Para esse graduado em ciência política e relações internacionais em uma universidade da Índia, há seis de seus 50 anos no poder, todos os problemas do Afeganistão estão além-fronteiras, mais exatamente "nos países vizinhos" (na verdade, refere-se ao Paquistão).
Nem os membros do Taleban são um problema feito em casa, diz o presidente. "A versão nativa dos membros do Taleban não é extremista. São estudantes de escolas religiosas."
Karzai passa por cima do fato de que as madrassas (as escolas religiosas) são tidas como centro de doutrinação extremista.
Para ele, a doutrinação é também culpa de estrangeiros. Primeiro, dos países ocidentais, que estimularam jovens afegãos (e de outros países) a combater a invasão da União Soviética, como parte do jogo de poder durante a Guerra Fria.
Depois, veio o "uso político do extremismo" por parte dos "países vizinhos", ou seja, pelo Paquistão.
Por isso mesmo, Karzai conversou ontem com seu colega paquistanês, Pervez Musharraf, e saiu relativamente otimista. "Encontrei um reconhecimento mais claro dos problemas que temos nos dois países e uma disposição para combater o crescimento do extremismo e do terrorismo no Paquistão."
O afegão acrescenta: "Se o Paquistão der um passo, o Afeganistão dará muitos mais".
A sua obsessão com o vizinho leva-o a insinuar que Osama bin Laden, que ele chama de "criminoso número 1 do mundo", pode estar escondido no Paquistão. "Ele está onde pode se esconder para sempre", diz.
Mas emenda: "Algum dia, vamos pegá-lo".
A confiança de Karzai faz com que ele descreva um país que não aparece em nenhuma mídia do planeta, um país "em que há mais alegria que tristezas, em que as pessoas se casam e festejam, saem e festejam". Um país em que há 3.000 jornais só na capital, Cabul, em que há 14 emissoras privadas de televisão, um país que "voltou a ser o lar de todos os afegãos", em alusão ao retorno dos refugiados da guerra civil e do governo do Taleban, que chegaram a ser 5 milhões, de uma população total de 30 milhões.

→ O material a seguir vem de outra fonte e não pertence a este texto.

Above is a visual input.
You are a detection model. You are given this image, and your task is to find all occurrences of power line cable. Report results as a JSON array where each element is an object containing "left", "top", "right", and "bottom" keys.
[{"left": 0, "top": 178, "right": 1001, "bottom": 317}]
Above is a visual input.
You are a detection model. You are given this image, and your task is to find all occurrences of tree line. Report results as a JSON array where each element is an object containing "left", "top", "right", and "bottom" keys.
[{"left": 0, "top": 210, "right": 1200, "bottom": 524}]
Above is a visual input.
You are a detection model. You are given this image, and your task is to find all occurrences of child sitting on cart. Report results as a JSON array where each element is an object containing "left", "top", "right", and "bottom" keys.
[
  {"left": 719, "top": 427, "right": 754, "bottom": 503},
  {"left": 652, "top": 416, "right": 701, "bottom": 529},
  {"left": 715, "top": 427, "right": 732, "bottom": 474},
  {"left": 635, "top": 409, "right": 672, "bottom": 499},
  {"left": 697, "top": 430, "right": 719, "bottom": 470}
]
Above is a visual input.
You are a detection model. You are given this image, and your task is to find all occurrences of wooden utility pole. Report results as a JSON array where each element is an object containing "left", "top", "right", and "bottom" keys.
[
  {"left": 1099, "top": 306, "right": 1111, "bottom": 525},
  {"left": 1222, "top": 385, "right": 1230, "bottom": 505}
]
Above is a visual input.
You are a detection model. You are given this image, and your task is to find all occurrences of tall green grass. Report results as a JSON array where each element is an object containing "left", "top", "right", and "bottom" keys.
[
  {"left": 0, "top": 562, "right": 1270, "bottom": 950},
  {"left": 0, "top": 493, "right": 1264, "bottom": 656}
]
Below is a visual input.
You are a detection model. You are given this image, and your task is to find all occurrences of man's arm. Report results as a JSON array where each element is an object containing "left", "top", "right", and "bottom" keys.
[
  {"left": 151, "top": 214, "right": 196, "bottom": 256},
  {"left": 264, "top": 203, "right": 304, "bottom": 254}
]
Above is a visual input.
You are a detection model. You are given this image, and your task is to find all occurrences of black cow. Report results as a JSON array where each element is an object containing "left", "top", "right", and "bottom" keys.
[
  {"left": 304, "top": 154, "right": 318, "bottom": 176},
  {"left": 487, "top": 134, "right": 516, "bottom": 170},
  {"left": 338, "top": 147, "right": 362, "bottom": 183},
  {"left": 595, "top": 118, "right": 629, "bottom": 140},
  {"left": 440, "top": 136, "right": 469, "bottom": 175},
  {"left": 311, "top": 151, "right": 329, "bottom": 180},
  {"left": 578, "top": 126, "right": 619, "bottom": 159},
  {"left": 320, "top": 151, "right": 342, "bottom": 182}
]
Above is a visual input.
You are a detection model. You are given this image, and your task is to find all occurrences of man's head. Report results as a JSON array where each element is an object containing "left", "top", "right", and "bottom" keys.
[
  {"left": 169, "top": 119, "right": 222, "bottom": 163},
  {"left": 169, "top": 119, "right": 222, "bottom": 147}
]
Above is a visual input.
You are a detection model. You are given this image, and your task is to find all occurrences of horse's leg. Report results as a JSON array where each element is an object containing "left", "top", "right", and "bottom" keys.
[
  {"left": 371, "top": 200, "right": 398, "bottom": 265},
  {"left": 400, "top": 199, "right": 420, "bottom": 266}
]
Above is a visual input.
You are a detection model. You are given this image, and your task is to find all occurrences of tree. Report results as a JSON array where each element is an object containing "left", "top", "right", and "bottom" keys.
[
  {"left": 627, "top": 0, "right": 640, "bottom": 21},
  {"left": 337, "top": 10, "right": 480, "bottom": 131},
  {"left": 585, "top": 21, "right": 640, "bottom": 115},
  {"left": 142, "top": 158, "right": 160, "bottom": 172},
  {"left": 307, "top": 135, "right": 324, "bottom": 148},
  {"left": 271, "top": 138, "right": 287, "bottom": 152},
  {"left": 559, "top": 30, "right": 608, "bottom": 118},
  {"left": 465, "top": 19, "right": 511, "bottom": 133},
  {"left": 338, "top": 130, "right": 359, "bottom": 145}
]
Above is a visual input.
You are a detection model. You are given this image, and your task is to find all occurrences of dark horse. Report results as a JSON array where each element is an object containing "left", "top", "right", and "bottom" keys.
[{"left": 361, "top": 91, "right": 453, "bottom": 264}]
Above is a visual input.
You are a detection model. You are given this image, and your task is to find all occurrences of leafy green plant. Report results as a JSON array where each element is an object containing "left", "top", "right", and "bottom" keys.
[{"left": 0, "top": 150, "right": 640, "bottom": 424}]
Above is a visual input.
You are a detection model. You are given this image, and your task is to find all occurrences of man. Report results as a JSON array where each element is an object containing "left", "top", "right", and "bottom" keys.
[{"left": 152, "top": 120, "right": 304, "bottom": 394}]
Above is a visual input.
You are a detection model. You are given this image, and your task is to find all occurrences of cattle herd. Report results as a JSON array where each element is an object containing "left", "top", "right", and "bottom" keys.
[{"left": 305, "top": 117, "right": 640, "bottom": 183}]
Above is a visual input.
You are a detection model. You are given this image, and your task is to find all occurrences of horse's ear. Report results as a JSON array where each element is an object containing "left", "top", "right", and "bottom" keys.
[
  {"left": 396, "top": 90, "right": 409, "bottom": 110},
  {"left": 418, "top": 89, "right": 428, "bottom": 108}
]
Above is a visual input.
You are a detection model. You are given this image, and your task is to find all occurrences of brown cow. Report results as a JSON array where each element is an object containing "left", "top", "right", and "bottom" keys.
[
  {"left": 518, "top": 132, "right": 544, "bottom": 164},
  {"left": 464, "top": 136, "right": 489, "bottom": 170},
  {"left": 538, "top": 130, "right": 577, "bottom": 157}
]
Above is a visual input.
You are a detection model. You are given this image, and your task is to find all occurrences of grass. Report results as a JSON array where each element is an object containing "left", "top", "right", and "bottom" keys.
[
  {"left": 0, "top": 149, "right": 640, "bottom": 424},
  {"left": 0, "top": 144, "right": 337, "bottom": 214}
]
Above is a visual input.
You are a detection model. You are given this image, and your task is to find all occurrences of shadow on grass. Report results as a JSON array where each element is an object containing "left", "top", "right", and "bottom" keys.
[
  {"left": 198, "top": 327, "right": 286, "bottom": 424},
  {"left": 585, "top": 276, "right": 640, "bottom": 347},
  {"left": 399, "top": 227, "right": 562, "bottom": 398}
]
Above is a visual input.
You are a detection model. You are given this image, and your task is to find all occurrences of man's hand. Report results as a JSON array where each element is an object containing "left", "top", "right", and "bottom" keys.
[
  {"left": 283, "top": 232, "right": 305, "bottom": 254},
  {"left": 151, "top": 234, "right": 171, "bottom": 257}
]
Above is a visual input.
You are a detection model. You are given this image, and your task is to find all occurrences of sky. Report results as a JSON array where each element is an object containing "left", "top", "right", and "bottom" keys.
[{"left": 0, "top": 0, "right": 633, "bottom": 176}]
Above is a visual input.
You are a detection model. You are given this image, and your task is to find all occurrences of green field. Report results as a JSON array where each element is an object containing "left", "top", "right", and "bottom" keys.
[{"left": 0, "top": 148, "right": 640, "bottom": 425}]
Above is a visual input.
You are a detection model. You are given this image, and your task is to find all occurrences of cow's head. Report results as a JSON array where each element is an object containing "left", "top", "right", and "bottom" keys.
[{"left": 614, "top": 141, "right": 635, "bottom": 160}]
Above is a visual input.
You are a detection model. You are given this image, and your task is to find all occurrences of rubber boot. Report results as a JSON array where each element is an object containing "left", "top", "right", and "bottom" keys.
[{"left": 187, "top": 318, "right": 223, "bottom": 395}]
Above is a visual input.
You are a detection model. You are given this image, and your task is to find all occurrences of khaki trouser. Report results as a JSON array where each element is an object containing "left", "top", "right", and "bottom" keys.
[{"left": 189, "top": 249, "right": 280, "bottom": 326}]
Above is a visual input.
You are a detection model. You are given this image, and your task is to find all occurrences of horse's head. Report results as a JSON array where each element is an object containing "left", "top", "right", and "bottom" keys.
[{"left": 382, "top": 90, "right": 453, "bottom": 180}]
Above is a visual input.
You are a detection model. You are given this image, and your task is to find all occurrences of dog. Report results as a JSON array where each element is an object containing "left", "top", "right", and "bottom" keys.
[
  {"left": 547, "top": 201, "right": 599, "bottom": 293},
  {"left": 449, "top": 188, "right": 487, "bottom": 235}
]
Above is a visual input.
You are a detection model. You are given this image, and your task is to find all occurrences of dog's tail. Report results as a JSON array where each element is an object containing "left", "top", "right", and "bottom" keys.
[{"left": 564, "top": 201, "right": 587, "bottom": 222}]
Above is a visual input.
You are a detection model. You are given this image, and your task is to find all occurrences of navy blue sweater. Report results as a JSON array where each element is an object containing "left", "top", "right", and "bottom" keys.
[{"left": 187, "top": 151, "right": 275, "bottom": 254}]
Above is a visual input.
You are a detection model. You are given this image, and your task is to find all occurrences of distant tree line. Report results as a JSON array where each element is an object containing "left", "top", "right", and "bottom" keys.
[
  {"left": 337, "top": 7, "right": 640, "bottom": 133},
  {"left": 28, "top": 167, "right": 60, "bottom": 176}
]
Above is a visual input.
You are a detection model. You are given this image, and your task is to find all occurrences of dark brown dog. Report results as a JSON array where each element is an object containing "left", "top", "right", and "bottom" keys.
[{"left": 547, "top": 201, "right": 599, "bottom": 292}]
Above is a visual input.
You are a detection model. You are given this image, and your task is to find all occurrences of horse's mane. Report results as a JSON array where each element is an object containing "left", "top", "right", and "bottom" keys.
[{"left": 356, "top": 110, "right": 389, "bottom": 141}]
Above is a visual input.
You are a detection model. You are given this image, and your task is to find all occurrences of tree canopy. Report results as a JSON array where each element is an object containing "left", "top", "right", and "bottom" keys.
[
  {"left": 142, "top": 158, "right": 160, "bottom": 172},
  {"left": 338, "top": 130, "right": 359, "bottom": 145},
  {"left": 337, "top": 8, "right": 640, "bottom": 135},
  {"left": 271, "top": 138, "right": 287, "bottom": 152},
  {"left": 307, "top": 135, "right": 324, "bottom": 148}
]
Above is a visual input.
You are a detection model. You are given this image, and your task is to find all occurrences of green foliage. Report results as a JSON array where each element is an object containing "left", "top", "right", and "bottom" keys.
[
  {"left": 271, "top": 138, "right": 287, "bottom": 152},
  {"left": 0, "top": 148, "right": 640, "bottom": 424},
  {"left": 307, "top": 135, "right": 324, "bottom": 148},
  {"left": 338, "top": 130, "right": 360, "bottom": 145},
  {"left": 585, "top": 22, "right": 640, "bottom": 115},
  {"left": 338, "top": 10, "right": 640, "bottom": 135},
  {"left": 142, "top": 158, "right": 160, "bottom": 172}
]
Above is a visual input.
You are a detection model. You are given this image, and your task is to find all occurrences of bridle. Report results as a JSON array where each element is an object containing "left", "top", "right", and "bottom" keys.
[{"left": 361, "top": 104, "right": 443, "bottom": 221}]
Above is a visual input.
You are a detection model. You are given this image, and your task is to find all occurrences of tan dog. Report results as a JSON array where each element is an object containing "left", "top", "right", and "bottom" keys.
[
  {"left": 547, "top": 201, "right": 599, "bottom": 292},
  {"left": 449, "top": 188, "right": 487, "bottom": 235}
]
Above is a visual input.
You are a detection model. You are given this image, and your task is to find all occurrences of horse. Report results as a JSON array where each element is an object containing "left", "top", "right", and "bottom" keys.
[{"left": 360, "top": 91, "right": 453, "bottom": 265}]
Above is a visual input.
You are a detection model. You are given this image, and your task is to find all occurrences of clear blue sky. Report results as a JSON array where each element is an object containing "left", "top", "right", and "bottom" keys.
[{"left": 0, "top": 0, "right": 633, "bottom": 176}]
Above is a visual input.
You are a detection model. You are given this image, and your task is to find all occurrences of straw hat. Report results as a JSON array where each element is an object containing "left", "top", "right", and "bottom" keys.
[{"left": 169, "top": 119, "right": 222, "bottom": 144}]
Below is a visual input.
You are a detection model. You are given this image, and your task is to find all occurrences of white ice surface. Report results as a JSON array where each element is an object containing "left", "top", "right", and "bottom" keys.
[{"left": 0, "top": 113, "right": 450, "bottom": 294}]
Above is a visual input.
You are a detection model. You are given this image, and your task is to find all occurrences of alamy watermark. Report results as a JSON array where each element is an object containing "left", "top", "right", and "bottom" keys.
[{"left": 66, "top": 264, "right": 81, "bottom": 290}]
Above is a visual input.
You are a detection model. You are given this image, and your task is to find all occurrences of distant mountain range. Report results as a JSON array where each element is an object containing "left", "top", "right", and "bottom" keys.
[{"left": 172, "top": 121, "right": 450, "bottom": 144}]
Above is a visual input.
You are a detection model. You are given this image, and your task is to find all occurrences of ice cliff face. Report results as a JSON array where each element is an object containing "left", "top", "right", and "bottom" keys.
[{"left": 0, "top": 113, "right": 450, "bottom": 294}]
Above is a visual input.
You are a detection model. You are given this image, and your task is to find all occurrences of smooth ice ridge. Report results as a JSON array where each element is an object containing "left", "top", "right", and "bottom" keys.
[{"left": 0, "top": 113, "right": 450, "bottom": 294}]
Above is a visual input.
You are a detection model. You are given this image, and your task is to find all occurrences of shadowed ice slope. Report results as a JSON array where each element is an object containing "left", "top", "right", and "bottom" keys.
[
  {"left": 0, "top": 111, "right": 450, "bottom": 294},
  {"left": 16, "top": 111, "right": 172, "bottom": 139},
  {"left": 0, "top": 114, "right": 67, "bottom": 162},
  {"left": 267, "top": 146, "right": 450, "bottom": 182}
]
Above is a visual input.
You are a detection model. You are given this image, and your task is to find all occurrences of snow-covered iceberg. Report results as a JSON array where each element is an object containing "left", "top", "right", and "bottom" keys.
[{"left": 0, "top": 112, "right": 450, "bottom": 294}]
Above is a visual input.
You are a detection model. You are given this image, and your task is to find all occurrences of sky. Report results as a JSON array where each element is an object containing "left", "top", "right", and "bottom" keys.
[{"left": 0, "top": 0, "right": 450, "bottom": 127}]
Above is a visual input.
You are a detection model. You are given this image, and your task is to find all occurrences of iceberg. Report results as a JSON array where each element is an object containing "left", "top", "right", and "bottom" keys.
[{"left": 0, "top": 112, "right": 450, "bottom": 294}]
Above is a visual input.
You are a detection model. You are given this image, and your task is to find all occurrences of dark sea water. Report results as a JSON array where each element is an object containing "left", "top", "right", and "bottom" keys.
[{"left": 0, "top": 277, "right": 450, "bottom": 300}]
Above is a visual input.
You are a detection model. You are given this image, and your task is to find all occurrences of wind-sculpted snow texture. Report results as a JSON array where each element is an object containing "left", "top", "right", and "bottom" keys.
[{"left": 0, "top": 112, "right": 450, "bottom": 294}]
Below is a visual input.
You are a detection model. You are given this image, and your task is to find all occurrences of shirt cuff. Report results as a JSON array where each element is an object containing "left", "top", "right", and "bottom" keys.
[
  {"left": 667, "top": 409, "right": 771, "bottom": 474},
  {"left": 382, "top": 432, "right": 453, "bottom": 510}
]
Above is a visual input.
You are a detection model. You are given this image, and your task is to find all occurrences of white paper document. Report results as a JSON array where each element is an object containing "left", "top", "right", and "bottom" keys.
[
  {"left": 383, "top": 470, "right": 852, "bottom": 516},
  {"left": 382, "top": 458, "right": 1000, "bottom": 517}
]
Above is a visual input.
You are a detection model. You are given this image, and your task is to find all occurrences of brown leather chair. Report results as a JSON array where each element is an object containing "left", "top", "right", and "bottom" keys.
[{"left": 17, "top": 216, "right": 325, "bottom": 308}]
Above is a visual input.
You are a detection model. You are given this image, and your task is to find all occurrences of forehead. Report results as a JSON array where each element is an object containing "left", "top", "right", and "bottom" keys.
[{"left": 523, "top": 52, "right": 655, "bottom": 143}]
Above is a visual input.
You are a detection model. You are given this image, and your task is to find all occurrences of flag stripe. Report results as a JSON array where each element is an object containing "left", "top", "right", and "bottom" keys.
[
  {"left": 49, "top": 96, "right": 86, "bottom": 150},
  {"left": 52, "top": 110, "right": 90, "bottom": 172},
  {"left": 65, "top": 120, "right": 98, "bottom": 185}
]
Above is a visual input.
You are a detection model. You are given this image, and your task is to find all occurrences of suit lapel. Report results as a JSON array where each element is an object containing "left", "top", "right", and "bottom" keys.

Karzai festeja em especial o que considera dois dos grandes feitos de seus seis anos de governo. Primeiro, uma pesquisa da universidade John Hopkins (EUA) que diz que os afegãos encontram a no máximo cinco quilômetros de casa um serviço de saúde acima do básico.
Segundo, o fato de que "as mulheres afegãs retornaram à vida pública".
Como é óbvio, o presidente não nega os "fracassos" desses seis anos de governo (e da ocupação que ele não chama de ocupação, mas de "libertação"): um é o terrorismo. Mas, de novo, culpa por ele "santuários e suporte" que não estariam no Afeganistão, mas nos países vizinhos. O outro fracasso é a "dificuldade para sustar o cultivo da papoula" (matéria-prima para o ópio).
A culpa, nesse caso, pelo menos para o surgimento do problema, foi do abandono dos cultivos tradicionais pelas pessoas que fugiam da guerra, da violência ou do Taleban. "Os que ficaram eram insuficientes para manter cultivos tradicionais" (come um figo e diz: "O Afeganistão produz figos melhores").
Karzai acha que não há a menor discussão no país sobre "a legitimidade do presente sistema". Prova, segundo ele: "Os sobreviventes de atentados não fogem para o Paquistão nem procuram o Taleban. Vêm a mim".
Conta a história de um homem que perdeu 19 membros da família em um atentado (sobreviveu só uma neta) e foi procurá-lo no palácio. Chorava quando Karzai o encontrou. "Entendo sua dor", disse o presidente. "Não estou chorando por essa dor imensa. Mas porque você não me encontrou, eu é que tive que encontrá-lo."
A história demonstra o maior problema do Afeganistão, terrorismo e papoulas à parte: "A máquina administrativa e os serviços não podem ainda chegar a todo o país, por falta de recursos humanos", diz o presidente. (CLÓVIS ROSSI)


Texto Anterior: Bolívia: Oposição foi espionada, diz polícia nacional
Próximo Texto: Frase
Índice



Copyright Empresa Folha da Manhã S/A. Todos os direitos reservados. É proibida a reprodução do conteúdo desta página em qualquer meio de comunicação, eletrônico ou impresso, sem autorização escrita da Folhapress.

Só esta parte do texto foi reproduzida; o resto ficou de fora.